The last step was Me. Just like Nathan and I had previously needed to repair our relationship, now Andrew and I needed some reconstruction and re-connection. It was my mess. I had been distant. I think that the darkness built some pathways in my brain that hadn’t existed before. During my first couple months home I really had to keep an eye on it, as sometimes that darkness wanted to sneak out in the evening and making me want to disappear again. I shared my struggle with Andrew and Nathan, and have worked to be in control of those feelings. I needed to again prove that I wasn’t going anywhere. So I worked to rebuild that trust. They love me very much and deserve everything I possibly ever give.

ACT VIII – NEW BEGINNING

‘Coming home’ again changed my life. It took 2 full months, but I systematically, piece-by-piece, put myself back together. I am now living my purpose again, and I have regained my love of life. I woke-up one morning and told Andrew, “I get to do it all again.” He thought I meant it down-trodden, as there are so many repeating tasks in our daily life, but no, I meant ‘I GET to do it all again!” I love taking care of Nathan. I love taking care of our home. I love Andrew with all my heart and desire to be his partner and friend; to walk with him side-by-side through every dream he ever has. I also love to travel and look forward to nothing more than doing everything on the homemaker list all while going to see the world.


As you can see it’s been quite a journey, but in some respects it’s really finally just beginning.
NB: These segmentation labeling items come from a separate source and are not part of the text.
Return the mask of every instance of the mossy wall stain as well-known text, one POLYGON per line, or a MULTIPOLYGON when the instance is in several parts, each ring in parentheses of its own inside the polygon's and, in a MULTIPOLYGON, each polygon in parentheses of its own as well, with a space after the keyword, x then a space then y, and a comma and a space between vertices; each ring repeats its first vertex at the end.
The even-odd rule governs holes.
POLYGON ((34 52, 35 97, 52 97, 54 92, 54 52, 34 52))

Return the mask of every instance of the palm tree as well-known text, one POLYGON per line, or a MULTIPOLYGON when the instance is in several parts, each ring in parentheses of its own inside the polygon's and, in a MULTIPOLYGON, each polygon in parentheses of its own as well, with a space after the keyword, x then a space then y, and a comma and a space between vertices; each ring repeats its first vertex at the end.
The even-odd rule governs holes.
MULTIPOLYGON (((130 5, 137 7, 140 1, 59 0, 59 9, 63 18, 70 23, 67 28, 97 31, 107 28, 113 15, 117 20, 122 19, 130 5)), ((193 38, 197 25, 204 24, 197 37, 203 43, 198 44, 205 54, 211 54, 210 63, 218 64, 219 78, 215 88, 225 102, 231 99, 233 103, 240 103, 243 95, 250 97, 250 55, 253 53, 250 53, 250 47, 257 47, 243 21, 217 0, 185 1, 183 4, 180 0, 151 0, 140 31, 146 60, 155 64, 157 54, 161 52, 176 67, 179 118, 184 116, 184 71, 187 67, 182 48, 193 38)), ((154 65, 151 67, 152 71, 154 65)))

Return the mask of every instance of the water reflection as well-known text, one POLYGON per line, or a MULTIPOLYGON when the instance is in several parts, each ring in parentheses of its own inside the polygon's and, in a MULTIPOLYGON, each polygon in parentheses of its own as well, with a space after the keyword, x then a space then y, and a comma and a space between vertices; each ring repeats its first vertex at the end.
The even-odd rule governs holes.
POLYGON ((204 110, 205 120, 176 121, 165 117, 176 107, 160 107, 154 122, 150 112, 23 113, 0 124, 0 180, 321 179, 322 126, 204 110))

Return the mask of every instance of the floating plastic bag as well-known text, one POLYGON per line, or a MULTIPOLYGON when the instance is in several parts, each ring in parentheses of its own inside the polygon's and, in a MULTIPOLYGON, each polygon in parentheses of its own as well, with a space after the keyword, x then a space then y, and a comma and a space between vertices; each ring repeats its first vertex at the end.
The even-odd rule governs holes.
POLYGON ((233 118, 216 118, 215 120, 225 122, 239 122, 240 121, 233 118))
We decided a long time ago that we would choose Time over Money. We decided that we wanted to spend Nathan’s childhood enjoying life and traveling. We can never get rid of CF, and it doesn’t ever take vacations, but we won’t let it stop us from ‘living on vacation.’

It’s funny really, looking back. Before I met Andrew I just wanted to travel around, living in my truck. Then I desired nothing more than to be a stay-at-home mom. Now I’m doing them both! How frick’n lucky am I??!!

My word of advise is to never let your challenges get in the way of your dreams. Whether you are dealing with diabetes, autism, physical handicaps, or even low budget, if you desire to travel it can be done. For us it has taken a while to get there, but it has made us stronger. I could never imagine still being stuck in Alaska, tied to a building, and being run by all the things I was ‘in charge of.’ We started with a pretty small RV and managed to be content for 2 whole years. We were grounded in a small town for a year and half, but with hard work and determination we are now incredibly grateful to get to begin realizing the dream we had so many years ago.